10 octobre 2024

JE M’APPELLE RÉVOLUTION

Recueil d’une quarantaine d’articles et de textes de conférence de Lucie Parson (1853-1942), anarchiste étasunienne quelque peu oubliée, y compris par l’histoire des mouvements ouvriers, membre fondatrice des Industrial Workers of the World (IWW), vraisemblablement descendante d’esclaves, veuve d’Albert Parson, un des cinq martyrs du massacre de Haymarket.
Très pédagogue dans ses interventions, elle présente souvent les principes et intérêts de l’anarchisme, expliquant notamment pourquoi tout gouvernement ne sera jamais qu’au service d’une minorité, au détriment du plus grand nombre, avant tout soucieux de se maintenir au pouvoir, en faisant taire toute opposition. Elle considère que « le changement à venir ne pourra se produire que par une révolution, car les classes possédantes ne laisseront pas la société se transformer de façon pacifique ». Aux septiques qui croient impossible de se passer d’une « autorité organisée », elle répond que « l’expérience a montré que l’être humain est un animal grégaire qui s’associe d’instinct à ses semblables pour coopérer, car il travaille mieux en groupe que seul.

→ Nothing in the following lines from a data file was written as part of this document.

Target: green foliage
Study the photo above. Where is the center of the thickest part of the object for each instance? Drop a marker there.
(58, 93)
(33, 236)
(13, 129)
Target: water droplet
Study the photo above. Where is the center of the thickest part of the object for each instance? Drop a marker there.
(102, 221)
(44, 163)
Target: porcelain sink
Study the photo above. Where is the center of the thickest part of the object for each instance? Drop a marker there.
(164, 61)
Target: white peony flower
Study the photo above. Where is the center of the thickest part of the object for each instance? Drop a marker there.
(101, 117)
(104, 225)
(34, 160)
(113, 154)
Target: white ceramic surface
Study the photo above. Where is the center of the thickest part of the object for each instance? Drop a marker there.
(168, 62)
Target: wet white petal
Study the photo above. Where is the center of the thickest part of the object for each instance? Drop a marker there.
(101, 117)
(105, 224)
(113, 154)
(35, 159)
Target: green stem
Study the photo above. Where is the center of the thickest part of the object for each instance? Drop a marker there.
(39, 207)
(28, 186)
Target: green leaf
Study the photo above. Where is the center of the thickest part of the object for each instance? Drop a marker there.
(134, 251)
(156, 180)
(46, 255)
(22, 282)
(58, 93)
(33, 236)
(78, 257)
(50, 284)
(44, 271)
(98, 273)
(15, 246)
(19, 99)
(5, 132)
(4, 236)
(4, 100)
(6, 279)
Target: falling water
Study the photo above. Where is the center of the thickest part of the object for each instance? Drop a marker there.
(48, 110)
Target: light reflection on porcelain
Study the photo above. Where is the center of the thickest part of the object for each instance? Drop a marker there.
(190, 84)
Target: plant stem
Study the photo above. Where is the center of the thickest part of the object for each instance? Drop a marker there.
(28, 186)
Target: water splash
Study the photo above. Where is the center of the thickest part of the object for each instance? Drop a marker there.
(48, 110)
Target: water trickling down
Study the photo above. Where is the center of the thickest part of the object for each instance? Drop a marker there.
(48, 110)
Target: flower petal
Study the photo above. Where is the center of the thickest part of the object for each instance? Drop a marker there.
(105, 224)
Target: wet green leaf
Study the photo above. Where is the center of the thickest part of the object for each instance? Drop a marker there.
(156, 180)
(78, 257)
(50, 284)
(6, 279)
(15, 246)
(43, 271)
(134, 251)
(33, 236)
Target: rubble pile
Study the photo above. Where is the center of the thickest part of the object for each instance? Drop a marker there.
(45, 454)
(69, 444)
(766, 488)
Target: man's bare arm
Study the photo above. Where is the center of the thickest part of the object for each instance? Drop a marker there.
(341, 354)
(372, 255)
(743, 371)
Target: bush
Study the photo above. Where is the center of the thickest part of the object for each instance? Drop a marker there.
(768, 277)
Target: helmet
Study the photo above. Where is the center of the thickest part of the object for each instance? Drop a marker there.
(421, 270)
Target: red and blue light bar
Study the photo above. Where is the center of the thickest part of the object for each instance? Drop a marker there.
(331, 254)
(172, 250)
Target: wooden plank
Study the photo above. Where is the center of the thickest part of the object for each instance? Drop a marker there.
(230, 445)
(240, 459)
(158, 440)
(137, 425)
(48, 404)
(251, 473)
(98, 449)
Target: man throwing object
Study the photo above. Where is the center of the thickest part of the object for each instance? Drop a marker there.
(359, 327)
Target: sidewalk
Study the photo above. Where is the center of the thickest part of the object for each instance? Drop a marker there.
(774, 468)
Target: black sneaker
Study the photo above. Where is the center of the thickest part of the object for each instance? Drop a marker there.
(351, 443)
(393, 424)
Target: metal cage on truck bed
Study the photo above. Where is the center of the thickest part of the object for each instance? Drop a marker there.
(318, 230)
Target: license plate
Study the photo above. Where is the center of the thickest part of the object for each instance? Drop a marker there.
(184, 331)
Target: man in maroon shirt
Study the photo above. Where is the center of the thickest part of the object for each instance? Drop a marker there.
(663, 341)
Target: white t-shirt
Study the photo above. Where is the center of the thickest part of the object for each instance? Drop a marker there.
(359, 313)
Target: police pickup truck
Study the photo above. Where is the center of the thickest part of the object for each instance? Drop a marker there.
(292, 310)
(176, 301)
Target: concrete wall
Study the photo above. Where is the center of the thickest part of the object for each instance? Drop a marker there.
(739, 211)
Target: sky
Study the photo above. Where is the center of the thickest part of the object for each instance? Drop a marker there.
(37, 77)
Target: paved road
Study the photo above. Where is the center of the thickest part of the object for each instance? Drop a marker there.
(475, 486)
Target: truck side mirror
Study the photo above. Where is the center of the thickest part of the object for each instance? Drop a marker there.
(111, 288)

Cette tendance pourrait mener à la formation de communautés coopératives, dont les actuels syndicats sont les embryons ». Elle soutient que, très rapidement, « la propriété perdrait certains attributs qui lui valent aujourd’hui d’être sanctifiée. Sa primauté absolue (le “droit d’user et de disposer“ d’une chose) serait abolie ; seul subsisterait des droits d’usage. » Elle est profondément persuadée que l’humanité s’intéressera moins à « l’accumulation excessive de richesses » lorsqu’elle aura « rompu les chaînes de la faim, du besoin et de l’esclavage » : « Quand deux, trois ou quatre heures d’un travail facile et sain suffiront à produire tout le confort et le luxe dont on peut avoir besoin et que nul ne sera privé de possibilités d’emploi, les gens deviendront indifférents face a qui possèdera une richesse dont ils n’auront que faire. L’opulence fera l’objet de mépris, et l’on constatera que les hommes et les femmes n’accepteront plus qu’on les rémunère ou les achète en vue de leur faire accomplir des tâches qu’ils et elles n’effectueraient pas volontiers et naturellement. » C’est pourquoi elle préconise : « Ne faites pas la grève pour quelques cents de plus car le coût de la vie va augmenter encore plus vite ; faites là plutôt pour tout ce que vous pourriez gagner, ne vous contentez de rien de moins. »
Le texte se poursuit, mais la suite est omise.